Knapp eine Stunde später verließen wir den dichten Busch und standen auf einem Steinplateau - dem Ziel unserer Wanderung. Über uns strahlte die Sonne und unter uns sahen wir den großen, blauen See. Wir ließen uns auf einem Felsen nieder und genossen den sagenhaften Ausblick. Lediglich die starken Windböen minderten den schönen Moment. Wir ruhten uns aus, schossen Erinnerungsbilder aus jeglichen Positionen und Perspektiven und machten uns schon bald auf den Rückweg, der ohne Komplikationen erfolgte. Bevor wir jedoch zurück am Parkplatz ankamen, nahmen wir eine Abzweigung zu einem weiteren See. „Lake Kiriopukae“ bedarf nicht vieler Worte: Ein ruhiges Gewässer, das den Umweg nicht zwangsläufig wert war.
Zurück am Auto legten wir eine kleine Mittagspause ein. Es gab jeweils einen knackigen Apfel und einen Müsliriegel. Genau das Richtige nach einer Wanderung! ;) Und da diese uns nur mäßig forderte (wir kamen unerwartet schnell am Aussichtspunkt an), brachen wir noch zu einer weiteren auf. Unter der Kurzwanderung (zwei Stunden inkl. Rückweg) mit dem Namen „Onepoto Caves Walk“ konnten wir uns zunächst nur wenig vorstellen. Allerdings mutierte der matschige Trampelpfad schnell zu einem richtigen Highlight. Die Spur führte vorbei an verschiedensten Kalksteinformationen und tiefen Erdlöchern.
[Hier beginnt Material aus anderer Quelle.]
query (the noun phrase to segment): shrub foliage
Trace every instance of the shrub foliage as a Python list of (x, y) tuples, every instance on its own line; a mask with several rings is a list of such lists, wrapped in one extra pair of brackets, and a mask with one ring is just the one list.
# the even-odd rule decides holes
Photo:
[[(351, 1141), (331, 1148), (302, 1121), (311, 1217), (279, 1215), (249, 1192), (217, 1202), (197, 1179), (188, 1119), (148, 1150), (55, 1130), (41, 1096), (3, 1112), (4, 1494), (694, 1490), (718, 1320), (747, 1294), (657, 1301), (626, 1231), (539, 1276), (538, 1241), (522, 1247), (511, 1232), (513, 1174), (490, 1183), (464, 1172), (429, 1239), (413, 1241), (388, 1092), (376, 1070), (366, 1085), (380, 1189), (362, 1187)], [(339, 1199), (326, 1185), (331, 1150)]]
Immer wieder blieben wir stehen, um in die finsteren Höhlen hineinzuschauen - mal waren sie tiefer, mal feuchter. Das Waldgebiet versprühte eine einzigartige Atmosphäre, so geheimnisvoll und voller Spannung zugleich. - Was wartet wohl hinter der nächsten Kurve? Wie groß wird wohl die nächste Höhle sein? - Der Höhepunkt des Tracks bildete ein relativ niedriger, natürlicher Tunnel, welchen wir passieren mussten. Zunächst waren wir uns nicht sicher, ob dies die richtige Strecke war. Doch das war sie. Auf der anderen Seite führte der Weg weiter an noch größeren und abenteuerlichen Hindernissen vorbei. - Uns bereiten solche ungewöhnlichen und abwechslungsreichen Pfade einen großen Spaß! :)
Nach dem laufintensiven Tag flüchteten wir uns vor der nächsten Regenfront auf den altbewährten Campingplatz und ließen es den restlichen Abend ruhig angehen.